Details are in the caption following the image
The architecture of U-Net used in this study.

Study population and CT slices

The AI model was trained and validated using 319 CRC patients recruited from a prospective cancer registry from a single Australian tertiary institution, Western Health. Demographics, including age and gender, were available for 203 patients; the mean age of our cohort was 60.87 ± 12.42, and 52.2% (n = 106 patients) were female.

CT slices were collected from scanners from various manufacturers (Philips, Siemens Healthineers, Canon Medical Systems and GE Healthcare). Across all available data, scanners from GE Healthcare were used most often (n = 498), followed by those from Canon Medical Systems (n = 23) and, finally, others (n = 20). CT slices from various manufacturers underwent the same processing procedures. Synapse 5 (FUJIFILM), a medical image viewer which allows clinicians to download and analyse medical images, was used to acquire these CT slices for the analysis. The CT slices taken closest to the colorectal primary surgical resection date were used with a cut-off being 6 months prior to surgery or 3 months following surgery. Where multiple phase slices were available, supine position and venous phase slices were selected.20-22 CT slice parameters included whether the slices were contrast-enhanced with an x-ray tube voltage of between 100 and 140 kVp. These parameters varied due to settings which were selected based on the clinical requirements.

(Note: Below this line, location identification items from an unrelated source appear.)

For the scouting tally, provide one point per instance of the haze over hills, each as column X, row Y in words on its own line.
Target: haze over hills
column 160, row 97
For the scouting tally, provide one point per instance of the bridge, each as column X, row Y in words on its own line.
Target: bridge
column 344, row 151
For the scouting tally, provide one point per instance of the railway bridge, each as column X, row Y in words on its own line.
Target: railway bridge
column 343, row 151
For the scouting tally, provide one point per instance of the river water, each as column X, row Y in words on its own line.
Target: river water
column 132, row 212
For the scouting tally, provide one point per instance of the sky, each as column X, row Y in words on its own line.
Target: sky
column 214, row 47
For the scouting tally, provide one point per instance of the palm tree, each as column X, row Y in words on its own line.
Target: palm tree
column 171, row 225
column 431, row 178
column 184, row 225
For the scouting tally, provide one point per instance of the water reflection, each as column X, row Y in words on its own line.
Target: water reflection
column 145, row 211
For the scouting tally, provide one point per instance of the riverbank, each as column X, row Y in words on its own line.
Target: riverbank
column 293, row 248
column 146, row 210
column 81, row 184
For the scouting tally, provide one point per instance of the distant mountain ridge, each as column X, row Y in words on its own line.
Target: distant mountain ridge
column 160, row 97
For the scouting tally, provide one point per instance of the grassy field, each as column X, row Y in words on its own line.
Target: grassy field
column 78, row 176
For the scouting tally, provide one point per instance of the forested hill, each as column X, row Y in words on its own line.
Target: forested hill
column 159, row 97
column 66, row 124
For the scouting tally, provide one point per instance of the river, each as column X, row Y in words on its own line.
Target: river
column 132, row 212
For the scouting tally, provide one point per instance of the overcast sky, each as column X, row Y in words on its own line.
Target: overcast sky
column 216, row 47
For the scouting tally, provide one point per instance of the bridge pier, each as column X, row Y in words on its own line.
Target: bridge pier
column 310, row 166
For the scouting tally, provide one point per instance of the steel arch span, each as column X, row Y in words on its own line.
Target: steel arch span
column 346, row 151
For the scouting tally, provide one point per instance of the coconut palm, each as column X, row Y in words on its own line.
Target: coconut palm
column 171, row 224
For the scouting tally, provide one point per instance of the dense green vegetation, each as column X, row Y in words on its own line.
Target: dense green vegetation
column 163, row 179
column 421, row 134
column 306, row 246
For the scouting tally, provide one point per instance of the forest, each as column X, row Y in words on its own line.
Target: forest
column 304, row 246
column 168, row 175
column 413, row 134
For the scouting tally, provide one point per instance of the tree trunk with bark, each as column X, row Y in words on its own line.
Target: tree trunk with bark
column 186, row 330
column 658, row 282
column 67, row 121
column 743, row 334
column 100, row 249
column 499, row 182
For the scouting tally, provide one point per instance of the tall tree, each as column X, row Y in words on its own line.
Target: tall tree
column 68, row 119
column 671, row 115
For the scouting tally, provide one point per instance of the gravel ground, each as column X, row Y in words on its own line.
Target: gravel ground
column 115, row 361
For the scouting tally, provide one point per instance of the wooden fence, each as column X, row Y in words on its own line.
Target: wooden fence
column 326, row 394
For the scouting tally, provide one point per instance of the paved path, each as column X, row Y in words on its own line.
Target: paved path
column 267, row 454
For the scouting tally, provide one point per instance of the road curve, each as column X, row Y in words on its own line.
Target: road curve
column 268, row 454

The axial slices at the L3 vertebral level were selected for the analysis of body composition for each patient. A single slice from the mid-point of the L3 was manually selected according to Alberta Protocol (https://tomovision.com/Sarcopenia_Help/index.htm). The format of each collected CT slice utilised was the Digital Imaging and Communications in Medicine (DICOM) image, and the image size was 512 × 512 pixels. Hounsfield units (HUs) were used to describe our CT slice pixel values.

Inclusion and exclusion criteria

Patients were included in the study if they were diagnosed with CRC between 2012 and 2019 at Western Health and had their L3 axial CT slices available. Patients who had suboptimal CT slices, that is with poor visible quality, had evidence of excess amount of SAT that extended outside of the CT slice, had evidence of muscle cut-off and presented with significant artefacts, secondary to metallic implants, were excluded from the study.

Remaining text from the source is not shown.